L’appréciation critique de ces nouvelles règles gravite autour d’un paradoxe : si à la fois le praticien normalement constitué peut se satisfaire d’outils permettant une défense efficace contre des recours abusifs, le publiciste ne peut pleinement se satisfaire de la subjectivisation de l’acte administratif qui pourrait en découler alors même que l’autorisation d’urbanisme n’est pas un acte individuel mais à caractère réel (attaché au sol), en rapport d’ailleurs avec son objet même : une police pleinement “d’utilité publique” comme il est inscrit au fronton des articles préliminaires du Code de l’urbanisme.

Car l’on pourrait voir poindre un excès inverse sur cette subjectivisation supposée du droit de construire : comme l’autorité administrative doit désormais se vider de l’ensemble des motifs de refus qu’elle peut tenir à l’encontre d’un projet ; que si l’on va chercher plus loin, la construction irrégulière bénéficie de sécurités juridiques accrues (prescription administrative et autres restriction du champ d’application des actions en démolition) ; et si l’on va au bout de la chaîne de la logique réformatrice concernant le droit de l’urbanisme avec la promotion récente de nouvelles voies d’établissement des réglementations contenues dans les documents locaux de planification : que la règle doit désormais se mettre au service du projet et non l’inverse, alors même que la puissance publique n’a tout simplement plus les moyens (financiers du moins) d’une maîtrise efficace des sols… De là à n’être plus qu’en mesure d’envisager le permis de construire comme un acte d’enregistrement et de simple publicité administrative du projet dans un avenir de moyen terme, il est un pas que nous ne saurions franchir, quoique…

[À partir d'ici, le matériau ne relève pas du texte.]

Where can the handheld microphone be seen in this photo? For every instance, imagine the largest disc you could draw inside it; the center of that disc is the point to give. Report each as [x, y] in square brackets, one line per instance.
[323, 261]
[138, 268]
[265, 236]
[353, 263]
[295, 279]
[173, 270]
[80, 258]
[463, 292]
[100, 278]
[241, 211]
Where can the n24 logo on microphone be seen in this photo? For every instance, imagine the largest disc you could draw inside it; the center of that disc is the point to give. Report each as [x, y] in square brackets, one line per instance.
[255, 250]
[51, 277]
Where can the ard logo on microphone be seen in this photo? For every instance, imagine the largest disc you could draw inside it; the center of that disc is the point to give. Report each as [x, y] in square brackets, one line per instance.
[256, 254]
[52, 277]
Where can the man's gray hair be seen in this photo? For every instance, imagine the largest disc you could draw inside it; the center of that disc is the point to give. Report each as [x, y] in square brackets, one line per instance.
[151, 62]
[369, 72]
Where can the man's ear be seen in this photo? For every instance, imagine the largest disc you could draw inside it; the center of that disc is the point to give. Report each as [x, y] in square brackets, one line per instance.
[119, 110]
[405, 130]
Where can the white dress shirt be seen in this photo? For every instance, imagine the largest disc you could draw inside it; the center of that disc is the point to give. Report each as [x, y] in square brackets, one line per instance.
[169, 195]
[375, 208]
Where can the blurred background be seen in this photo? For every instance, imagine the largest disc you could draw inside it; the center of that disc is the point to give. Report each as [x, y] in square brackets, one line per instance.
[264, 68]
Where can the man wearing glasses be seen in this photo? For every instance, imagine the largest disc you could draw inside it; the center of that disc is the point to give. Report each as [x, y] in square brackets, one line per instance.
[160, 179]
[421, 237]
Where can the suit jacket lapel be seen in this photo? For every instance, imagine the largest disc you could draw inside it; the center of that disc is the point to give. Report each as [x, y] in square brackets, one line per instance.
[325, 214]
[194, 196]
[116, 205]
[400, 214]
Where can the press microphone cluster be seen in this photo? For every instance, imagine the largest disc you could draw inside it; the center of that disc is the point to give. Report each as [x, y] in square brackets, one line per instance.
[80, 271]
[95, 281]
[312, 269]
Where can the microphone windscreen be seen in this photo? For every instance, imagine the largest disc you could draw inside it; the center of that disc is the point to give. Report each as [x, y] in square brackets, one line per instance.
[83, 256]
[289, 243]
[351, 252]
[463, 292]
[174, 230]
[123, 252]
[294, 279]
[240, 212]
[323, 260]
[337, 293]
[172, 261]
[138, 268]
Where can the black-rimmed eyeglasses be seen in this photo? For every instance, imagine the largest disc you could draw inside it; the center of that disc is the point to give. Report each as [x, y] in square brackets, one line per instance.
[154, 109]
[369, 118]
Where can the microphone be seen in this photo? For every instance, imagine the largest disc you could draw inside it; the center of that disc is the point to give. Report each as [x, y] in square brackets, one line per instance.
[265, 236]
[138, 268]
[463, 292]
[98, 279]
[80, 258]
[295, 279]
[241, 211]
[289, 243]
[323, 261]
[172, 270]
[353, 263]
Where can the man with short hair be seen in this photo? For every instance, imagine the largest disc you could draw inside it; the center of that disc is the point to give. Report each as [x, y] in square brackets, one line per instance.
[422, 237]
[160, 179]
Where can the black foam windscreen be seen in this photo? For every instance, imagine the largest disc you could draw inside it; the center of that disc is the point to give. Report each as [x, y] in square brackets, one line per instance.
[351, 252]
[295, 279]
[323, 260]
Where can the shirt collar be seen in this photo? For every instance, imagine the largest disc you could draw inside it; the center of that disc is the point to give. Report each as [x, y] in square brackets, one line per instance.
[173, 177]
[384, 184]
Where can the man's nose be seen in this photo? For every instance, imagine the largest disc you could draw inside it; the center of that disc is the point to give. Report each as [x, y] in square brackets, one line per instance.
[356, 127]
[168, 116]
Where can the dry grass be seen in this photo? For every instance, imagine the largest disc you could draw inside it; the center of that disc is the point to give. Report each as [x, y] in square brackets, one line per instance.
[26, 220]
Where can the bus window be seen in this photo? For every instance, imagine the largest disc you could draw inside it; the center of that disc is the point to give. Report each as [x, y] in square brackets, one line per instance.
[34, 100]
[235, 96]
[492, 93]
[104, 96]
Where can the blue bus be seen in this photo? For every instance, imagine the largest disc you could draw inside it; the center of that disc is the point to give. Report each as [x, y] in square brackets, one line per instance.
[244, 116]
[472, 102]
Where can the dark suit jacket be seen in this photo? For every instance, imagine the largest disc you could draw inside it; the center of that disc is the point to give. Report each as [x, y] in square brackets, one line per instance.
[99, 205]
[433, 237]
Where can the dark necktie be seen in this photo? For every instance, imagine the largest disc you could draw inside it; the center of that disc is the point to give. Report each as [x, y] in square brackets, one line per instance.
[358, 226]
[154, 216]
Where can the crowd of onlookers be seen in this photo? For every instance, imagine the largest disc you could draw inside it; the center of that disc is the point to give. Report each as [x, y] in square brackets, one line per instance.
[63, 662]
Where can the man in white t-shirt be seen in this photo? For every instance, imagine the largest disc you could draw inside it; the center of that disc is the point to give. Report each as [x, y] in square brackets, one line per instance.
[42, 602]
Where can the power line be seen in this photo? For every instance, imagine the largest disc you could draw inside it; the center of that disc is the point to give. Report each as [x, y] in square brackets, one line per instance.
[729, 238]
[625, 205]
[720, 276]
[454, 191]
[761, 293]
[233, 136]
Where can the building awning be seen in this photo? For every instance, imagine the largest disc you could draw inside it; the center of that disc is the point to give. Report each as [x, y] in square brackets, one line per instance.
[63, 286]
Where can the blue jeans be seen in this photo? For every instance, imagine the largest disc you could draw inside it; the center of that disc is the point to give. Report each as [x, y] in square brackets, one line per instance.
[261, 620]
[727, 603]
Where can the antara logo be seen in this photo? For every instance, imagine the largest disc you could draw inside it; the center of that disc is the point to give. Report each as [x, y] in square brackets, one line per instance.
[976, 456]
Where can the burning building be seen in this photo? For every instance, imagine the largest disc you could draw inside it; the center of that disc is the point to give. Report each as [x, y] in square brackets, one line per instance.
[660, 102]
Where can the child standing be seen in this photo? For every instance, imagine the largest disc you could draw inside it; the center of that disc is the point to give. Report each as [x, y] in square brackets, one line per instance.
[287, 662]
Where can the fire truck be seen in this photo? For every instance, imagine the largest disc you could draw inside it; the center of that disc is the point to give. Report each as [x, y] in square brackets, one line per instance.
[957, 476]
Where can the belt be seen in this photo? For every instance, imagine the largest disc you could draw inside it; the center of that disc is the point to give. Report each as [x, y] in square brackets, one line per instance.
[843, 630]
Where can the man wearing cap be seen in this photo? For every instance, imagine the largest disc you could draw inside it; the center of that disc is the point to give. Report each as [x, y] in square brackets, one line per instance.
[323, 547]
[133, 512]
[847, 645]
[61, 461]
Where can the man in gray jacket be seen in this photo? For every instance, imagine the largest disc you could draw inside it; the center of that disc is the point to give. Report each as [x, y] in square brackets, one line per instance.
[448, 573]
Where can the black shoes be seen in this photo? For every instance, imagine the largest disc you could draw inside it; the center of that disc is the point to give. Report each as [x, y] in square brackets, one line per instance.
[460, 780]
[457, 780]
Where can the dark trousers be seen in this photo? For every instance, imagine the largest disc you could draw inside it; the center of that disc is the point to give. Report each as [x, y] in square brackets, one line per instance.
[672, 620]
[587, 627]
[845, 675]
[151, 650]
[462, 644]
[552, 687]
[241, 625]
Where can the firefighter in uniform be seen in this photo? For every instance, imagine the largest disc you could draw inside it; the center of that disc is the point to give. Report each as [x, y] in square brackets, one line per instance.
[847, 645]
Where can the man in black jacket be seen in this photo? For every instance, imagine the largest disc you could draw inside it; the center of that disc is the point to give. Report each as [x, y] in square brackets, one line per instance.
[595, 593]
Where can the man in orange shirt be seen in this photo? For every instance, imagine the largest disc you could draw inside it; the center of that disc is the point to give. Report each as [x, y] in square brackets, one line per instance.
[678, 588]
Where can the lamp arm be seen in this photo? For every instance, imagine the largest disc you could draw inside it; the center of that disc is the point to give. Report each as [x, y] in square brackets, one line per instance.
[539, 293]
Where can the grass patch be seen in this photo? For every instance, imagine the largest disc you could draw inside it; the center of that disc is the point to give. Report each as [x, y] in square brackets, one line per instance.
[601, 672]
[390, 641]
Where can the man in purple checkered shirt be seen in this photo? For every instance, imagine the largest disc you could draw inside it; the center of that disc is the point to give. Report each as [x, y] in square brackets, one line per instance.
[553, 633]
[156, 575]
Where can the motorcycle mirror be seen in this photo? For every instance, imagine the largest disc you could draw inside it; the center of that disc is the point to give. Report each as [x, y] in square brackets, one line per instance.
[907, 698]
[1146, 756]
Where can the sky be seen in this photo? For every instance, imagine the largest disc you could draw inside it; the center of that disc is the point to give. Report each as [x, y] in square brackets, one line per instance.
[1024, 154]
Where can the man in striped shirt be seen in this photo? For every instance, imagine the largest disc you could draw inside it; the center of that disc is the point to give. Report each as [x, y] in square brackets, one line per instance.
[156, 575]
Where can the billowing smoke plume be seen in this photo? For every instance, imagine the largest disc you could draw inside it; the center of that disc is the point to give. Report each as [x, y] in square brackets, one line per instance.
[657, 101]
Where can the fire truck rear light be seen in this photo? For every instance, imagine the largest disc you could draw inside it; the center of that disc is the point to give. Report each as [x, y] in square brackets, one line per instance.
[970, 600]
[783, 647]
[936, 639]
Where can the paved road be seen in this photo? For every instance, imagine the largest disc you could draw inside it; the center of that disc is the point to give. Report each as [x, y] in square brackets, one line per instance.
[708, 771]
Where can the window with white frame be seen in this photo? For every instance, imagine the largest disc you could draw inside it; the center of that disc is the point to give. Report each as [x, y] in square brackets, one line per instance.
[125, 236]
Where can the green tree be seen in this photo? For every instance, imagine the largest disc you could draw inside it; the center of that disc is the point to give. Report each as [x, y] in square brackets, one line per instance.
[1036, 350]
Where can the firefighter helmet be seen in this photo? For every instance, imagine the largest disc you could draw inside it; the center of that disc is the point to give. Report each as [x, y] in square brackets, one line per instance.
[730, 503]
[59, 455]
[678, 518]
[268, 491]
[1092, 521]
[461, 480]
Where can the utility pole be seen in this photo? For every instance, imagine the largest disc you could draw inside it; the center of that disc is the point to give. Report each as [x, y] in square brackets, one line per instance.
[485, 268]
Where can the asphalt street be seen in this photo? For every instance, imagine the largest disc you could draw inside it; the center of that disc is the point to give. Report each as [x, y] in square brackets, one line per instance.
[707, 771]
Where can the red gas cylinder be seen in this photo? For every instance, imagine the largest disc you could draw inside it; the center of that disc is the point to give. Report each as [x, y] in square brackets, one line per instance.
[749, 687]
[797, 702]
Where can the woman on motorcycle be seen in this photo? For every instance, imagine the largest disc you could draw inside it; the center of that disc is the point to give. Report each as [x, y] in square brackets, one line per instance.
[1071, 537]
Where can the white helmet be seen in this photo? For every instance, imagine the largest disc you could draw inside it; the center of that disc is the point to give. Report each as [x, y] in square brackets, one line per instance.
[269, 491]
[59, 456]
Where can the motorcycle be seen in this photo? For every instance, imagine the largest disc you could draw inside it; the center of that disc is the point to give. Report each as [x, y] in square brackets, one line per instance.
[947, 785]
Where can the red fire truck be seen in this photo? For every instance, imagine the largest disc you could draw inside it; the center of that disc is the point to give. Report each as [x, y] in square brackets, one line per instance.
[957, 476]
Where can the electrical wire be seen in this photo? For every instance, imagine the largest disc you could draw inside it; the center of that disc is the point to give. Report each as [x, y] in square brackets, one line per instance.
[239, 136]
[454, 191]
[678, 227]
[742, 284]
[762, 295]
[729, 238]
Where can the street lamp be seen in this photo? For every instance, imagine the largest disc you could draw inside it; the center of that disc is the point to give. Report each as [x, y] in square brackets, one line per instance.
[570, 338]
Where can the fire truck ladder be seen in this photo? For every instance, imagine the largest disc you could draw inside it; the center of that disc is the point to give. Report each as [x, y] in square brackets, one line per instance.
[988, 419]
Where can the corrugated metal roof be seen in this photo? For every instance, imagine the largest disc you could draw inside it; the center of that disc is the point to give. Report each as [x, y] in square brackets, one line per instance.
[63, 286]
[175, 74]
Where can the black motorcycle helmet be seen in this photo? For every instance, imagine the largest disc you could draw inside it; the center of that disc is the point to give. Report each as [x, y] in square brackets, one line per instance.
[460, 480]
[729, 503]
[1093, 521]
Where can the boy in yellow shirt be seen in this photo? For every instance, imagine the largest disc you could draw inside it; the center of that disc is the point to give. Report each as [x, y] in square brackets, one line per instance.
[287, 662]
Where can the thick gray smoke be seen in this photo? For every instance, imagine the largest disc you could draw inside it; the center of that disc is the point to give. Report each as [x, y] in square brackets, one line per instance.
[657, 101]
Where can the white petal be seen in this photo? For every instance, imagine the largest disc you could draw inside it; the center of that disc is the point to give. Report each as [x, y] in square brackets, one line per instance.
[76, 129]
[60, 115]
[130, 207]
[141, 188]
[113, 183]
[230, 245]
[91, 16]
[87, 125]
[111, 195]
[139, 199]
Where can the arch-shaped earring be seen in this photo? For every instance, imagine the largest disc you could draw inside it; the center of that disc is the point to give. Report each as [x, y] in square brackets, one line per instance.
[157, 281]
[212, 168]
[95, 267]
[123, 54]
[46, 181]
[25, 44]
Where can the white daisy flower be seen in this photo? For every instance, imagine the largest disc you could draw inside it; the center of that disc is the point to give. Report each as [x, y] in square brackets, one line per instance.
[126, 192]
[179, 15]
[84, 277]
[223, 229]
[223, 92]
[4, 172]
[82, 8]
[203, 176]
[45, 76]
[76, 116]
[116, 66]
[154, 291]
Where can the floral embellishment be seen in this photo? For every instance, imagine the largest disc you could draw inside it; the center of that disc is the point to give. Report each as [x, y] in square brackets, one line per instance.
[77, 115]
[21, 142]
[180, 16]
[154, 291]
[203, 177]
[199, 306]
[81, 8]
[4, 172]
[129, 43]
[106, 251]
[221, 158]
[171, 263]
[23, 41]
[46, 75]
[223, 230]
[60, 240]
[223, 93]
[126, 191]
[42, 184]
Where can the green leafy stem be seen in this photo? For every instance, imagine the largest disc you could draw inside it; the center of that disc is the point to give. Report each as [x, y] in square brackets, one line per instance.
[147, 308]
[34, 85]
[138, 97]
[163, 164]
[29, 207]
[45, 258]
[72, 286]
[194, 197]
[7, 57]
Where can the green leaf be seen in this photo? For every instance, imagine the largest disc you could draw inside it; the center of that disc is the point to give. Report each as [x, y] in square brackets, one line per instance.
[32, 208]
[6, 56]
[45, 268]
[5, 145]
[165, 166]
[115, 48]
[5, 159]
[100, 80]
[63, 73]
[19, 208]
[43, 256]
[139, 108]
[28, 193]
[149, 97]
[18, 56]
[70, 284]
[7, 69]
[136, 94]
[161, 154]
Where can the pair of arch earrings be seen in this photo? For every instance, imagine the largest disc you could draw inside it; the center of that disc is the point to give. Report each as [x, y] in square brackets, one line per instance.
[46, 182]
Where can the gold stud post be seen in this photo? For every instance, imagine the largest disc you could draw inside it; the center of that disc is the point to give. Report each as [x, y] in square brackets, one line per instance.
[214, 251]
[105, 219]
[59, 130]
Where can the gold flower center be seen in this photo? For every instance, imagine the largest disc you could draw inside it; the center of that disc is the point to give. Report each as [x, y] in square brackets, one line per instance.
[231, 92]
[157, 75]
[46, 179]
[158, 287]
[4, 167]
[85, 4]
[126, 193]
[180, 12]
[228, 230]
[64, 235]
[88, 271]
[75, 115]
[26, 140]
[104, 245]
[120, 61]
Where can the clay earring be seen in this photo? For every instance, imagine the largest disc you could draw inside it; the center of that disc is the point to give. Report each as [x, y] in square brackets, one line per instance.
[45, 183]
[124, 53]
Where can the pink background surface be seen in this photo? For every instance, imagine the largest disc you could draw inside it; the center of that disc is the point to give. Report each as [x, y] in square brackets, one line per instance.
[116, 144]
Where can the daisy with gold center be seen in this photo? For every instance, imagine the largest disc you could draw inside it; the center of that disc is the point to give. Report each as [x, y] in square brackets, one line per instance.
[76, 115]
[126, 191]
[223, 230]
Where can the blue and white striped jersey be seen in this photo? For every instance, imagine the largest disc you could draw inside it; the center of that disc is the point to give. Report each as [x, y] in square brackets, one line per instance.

Chronique en droit des Collectivités Territoriales

 sous la direction de M. Pascal TOUHARI
Directeur de l’administration générale, Ville de Montreuil
Chargé d’enseignements à l’Université-Paris-Est-Créteil et Sciences-Po Toulouse

Vous pouvez citer cet article comme suit :
Journal du Droit Administratif (JDA), 2016, Chronique Collectivités Territoriales – n°01-03, Art. 56.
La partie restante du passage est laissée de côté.